WATER shortages and the Bulawayo City Council’s rationing programme are increasingly becoming a bitter pill for Cowdray Park residents who go for days without water.
Report by Blondie Ndebele
The situation is worse for residents of the “new stands” area of the sprawling suburb where households do not have running water as the local authority is yet to service the neighbourhood.
In a tour of the area yesterday, residents said they needed council to service their stands and put taps in every household and to end water rationing, which was causing chaos in the area.
“Water is really a problem this side,” Tapiwa Zhou, a resident, said.
“If you could, you would stop rationing water, it would be better because all these people depend on a community tap for their clean water.”
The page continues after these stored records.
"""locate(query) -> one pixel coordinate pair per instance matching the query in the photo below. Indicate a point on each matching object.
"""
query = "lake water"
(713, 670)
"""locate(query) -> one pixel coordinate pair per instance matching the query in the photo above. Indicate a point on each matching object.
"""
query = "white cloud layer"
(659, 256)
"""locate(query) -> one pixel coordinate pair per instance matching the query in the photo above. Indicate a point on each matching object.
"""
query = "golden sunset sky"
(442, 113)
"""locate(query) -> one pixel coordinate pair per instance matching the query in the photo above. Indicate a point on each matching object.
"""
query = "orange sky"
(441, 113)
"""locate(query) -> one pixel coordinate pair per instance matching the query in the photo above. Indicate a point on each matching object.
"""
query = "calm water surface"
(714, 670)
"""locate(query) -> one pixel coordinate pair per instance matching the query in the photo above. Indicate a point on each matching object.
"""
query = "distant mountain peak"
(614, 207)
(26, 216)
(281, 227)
He said water supplies to the area were cut every Monday mornings and restored on Thursdays.
“To make matters worse, as soon as the water comes back, only strong men are able to get it because of the pressure and chaos that would be there,” Sakheleni Sithole added.
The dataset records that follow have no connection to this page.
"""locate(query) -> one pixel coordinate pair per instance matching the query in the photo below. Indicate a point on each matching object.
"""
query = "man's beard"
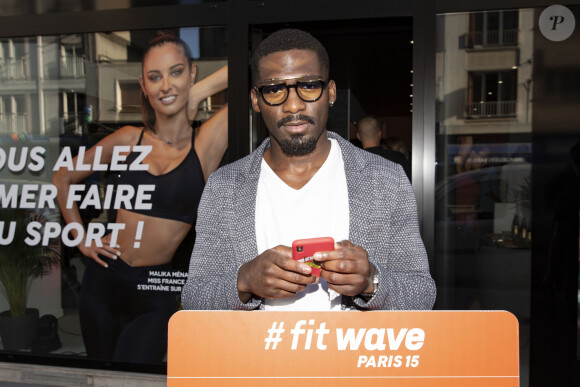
(298, 144)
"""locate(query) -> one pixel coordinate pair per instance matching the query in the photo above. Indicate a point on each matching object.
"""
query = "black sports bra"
(177, 192)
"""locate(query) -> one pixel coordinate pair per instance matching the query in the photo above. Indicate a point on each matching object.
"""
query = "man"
(369, 133)
(305, 182)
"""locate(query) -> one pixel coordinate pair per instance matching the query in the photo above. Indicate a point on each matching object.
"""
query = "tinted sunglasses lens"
(309, 91)
(274, 94)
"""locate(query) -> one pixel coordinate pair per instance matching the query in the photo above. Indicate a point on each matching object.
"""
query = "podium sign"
(434, 348)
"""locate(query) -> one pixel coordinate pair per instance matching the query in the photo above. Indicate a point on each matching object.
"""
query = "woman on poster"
(124, 307)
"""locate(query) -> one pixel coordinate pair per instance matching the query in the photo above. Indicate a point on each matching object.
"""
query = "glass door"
(506, 179)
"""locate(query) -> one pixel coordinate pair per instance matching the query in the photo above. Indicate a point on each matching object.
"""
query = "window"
(492, 28)
(491, 94)
(128, 99)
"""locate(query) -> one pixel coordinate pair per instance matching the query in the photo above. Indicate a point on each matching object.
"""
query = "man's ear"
(193, 72)
(331, 92)
(254, 97)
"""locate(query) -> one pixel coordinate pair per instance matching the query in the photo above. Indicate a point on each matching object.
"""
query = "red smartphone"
(303, 249)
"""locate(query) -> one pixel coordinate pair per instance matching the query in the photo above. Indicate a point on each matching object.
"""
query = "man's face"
(295, 125)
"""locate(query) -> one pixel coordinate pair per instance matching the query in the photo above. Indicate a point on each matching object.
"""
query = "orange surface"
(434, 348)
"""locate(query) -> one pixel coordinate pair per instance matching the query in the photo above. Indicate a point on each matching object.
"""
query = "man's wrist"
(373, 285)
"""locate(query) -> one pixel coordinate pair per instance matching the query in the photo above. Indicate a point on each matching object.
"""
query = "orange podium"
(386, 348)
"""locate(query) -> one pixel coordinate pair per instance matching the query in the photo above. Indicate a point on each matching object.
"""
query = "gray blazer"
(383, 220)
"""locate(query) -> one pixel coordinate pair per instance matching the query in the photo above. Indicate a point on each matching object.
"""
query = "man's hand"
(273, 274)
(347, 269)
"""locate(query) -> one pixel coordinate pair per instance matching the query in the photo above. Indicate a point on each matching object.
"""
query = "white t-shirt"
(318, 209)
“You can actually spend the whole day in the queue and not get any water. People fight on a daily basis for water.”
Some of the residents said they avoided the chaos by waking up during the night and in the early hours of the morning to fetch water from the communal taps.
“For some of us who do not have the energy to fight, we think it is better to wake up around 1am, come here and get our water without fighting with anyone,” Rita Mangwana, another resident said. “The situation is really pathetic.”
Other residents said they fetched their bathing water from open wells they dug or from open water ponds left by sand poachers to avoid quarrelling at the taps.
“The council should at least provide us with more water taps in this area to ease congestion if they are failing to provide us with individual taps,” Mangwana said.
The area, with an estimated
10 000 housing stands, only has five taps to service the community.
Bulawayo mayor Thaba Moyo said the local authority would look into the matter of putting more taps in the area and will also send water bowsers there.
“Plans of servicing the stands have been communicated with the residents,” he said.
“Meanwhile, the council will assess the population and find out how many more taps are needed.”
Moyo said the water situation in Bulawayo was known and it was difficult to stop water rationing.
The city is expected to decommission two of its three supply dams in July, as the water situation continues to deteriorate.
Bulawayo has resorted to water rationing in an effort to conserve the little water in its supply dams.